Pagina:I Robinson Italiani.djvu/163


Le devastazioni dei pirati 157

Soddisfatto delle sue osservazioni, stava per ridiscendere, quando vide sul margine del bosco, a circa trecento passi dalla loro macchia, un uomo che stava sdraiato a terra, ma che pareva si avanzasse strisciando come i serpenti.

— Corna di cervo!... — esclamò.

Si lasciò scivolare lungo il tronco e raggiunse il signor Albani, che aspettava ansiosamente.

— Se ne sono andati? — chiese questo.

— Il grosso della truppa marcia verso la montagna, ma noi stiamo per venire sorpresi, signore, — rispose il marinaio. — Uno di quei furfanti ha scoperto le nostre tracce e si avvicina.

— Uno solo?...

— Non ne ho veduto altri.

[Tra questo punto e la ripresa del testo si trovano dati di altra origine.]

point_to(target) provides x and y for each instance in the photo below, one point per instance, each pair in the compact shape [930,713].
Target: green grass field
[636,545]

Affrettiamoci a fuggire prima che giunga.

— No, Enrico, — rispose il veneziano. — Se ci scorge darà l’allarme e attirerà l’attenzione dei suoi compagni rimasti sulla nave.

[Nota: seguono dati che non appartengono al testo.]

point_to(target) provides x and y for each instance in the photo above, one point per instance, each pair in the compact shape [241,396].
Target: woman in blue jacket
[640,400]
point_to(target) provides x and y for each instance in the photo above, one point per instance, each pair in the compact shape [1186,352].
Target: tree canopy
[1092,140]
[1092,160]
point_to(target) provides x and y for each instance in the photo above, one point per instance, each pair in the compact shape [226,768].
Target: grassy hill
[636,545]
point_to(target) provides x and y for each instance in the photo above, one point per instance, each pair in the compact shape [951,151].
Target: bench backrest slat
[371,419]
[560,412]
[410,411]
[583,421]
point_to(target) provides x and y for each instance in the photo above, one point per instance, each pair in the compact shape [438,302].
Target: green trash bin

— Che cosa volete fare, adunque?... Non è lontano che trecento passi.

— Lasciarlo passare oltre.

— E se ha scoperto le nostre tracce?...

— Peggio per lui, poichè lo uccideremo, — disse Albani, con voce risoluta. — Non bisogna che scoprano la nostra caverna, o saremo perduti.

— Udite?...

— Sì, un ramo si è spezzato. Lascia fare a me, Enrico. —

Il veneziano si era messo a cavalcioni d’un solido ramo e aveva impugnata la cerbottana.

Il pirata si avvicinava, strisciando attraverso la boscaglia. Si udivano le foglie secche stridere e i rami spezzarsi e si vedevano le cime dei cespugli ondeggiare lievemente.

Certamente quell’uomo doveva aver scoperto le loro tracce, rimaste impresse sul suolo umido della foresta, e seguiva senza deviare. Fra qualche minuto doveva giungere presso l’albero.